Much more potent is the emotional effect that the combination of vulnerability and intensity can have on the submissive. It is very important that the submissive not feel that s/he is in danger of being really harmed or be so overwhelmed with stimuli that the experience starts to feel upsetting rather than calming, since this will ultimately lead away from the benefits that the experience is designed to provide for both partners. Especially during the time that pain is being administered, the dominant needs to remain acutely aware of the submissive's reactions and to take steps to remedy the situation if s/he starts to become overstimulated or "freaked out." (The book and subsequent movie "9 1/2 Weeks," which is unfortunately viewed by many members of the general public as describing a typical BDSM relationship, describes perfectly what is likely to happen if the dominant does not take this approach. The character played in the movie by Mickey Rourke never asks his submissive about her feelings with regard to anything that's happening between them, makes it clear that she is never to object to anything that he chooses to do, and rapidly increases the intensity of both the physical pain administered and the emotional surrender demanded. As might be expected, the character played by Kim Basinger quickly becomes overwhelmed and thus leaves the relationship after a few months.)

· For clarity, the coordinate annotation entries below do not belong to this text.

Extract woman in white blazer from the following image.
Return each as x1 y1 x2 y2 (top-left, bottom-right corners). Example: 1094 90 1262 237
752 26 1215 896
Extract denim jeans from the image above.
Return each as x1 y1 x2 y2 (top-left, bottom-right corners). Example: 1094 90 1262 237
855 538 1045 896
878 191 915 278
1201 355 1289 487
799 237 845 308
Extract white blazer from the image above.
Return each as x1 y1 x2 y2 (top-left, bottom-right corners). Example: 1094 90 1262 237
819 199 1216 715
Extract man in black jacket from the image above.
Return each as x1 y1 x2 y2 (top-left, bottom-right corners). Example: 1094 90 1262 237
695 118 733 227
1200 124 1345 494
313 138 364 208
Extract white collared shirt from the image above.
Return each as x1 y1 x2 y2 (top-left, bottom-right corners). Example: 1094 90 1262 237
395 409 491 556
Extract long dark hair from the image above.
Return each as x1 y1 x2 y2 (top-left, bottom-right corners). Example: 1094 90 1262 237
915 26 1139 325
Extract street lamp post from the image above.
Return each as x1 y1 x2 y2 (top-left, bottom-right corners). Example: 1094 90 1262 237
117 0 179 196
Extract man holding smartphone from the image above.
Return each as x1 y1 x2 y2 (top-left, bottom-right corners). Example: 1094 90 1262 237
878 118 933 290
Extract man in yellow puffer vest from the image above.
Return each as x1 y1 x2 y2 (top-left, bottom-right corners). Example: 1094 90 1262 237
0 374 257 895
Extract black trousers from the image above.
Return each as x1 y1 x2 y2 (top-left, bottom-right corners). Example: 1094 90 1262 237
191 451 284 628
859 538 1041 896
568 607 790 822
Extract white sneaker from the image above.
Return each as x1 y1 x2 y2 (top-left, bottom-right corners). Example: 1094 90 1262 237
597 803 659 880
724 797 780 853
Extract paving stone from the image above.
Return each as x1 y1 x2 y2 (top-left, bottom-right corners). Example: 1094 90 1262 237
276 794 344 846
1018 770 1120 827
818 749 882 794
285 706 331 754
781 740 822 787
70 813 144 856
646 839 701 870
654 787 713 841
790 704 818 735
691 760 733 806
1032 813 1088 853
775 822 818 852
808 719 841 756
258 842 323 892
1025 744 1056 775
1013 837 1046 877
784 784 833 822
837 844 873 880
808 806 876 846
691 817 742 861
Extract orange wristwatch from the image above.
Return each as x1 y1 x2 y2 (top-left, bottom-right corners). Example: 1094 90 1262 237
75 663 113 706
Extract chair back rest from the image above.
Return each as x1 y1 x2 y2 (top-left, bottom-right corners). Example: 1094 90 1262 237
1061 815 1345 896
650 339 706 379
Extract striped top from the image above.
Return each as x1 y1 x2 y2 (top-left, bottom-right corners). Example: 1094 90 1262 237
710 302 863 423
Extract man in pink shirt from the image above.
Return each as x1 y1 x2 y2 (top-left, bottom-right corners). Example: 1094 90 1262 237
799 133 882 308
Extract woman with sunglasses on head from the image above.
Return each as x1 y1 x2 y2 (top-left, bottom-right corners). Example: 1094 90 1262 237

One thing to note is that even when pain is delivered in appropriate manner, submissives sometimes have unexpectedly emotional reactions to the experience. A dramatic but prototypical example is the individual who feels good during the time that s/he is being spanked, but then spends the rest of the evening sobbing or trembling. Although on the surface this may seem like a bad thing, psychotherapeutic theory suggests that in many cases it is an indication that deeply buried traumatic feelings are being released and that psychological progress is thus being made. This type of reaction is much more likely to occur in a BDSM sexual relationship than in most other situations people tend to encounter, since the deep stimulation of muscle tissue through a spanking (especially when accompanied by the emotional vulnerability, intimacy and intensity typical of the BDSM experience) can cause the individual to relax and let go in an unaccustomed manner. (Deep-tissue massage, anal penetration and stimulation of the female G-spot also frequently produce this sort of emotional release.) During the sort of cathartic emotional reaction described here, the submissive will generally feel okay about the scene itself and about the dominant (in many cases having a strong desire to remain close to and be comforted by him or her), will be puzzled by the emotional state or feel it to be a good thing, and be eager to pursue further such experiences at some point in the future.

**

As stated earlier, these comments are not intended to be inclusive of the entire BDSM experience. It is intended only to be a fairly accurate summary of the most important information I have gained thus far as a result of my own experiences as both a dominant and submissive, my discussions with other people who have participated in pistachio activities, and my reading on the subject. My understanding of this subject is still evolving, however. I therefore welcome any and all comments from people who have experience in the area as well as, of course, those who are just beginning to learn about it.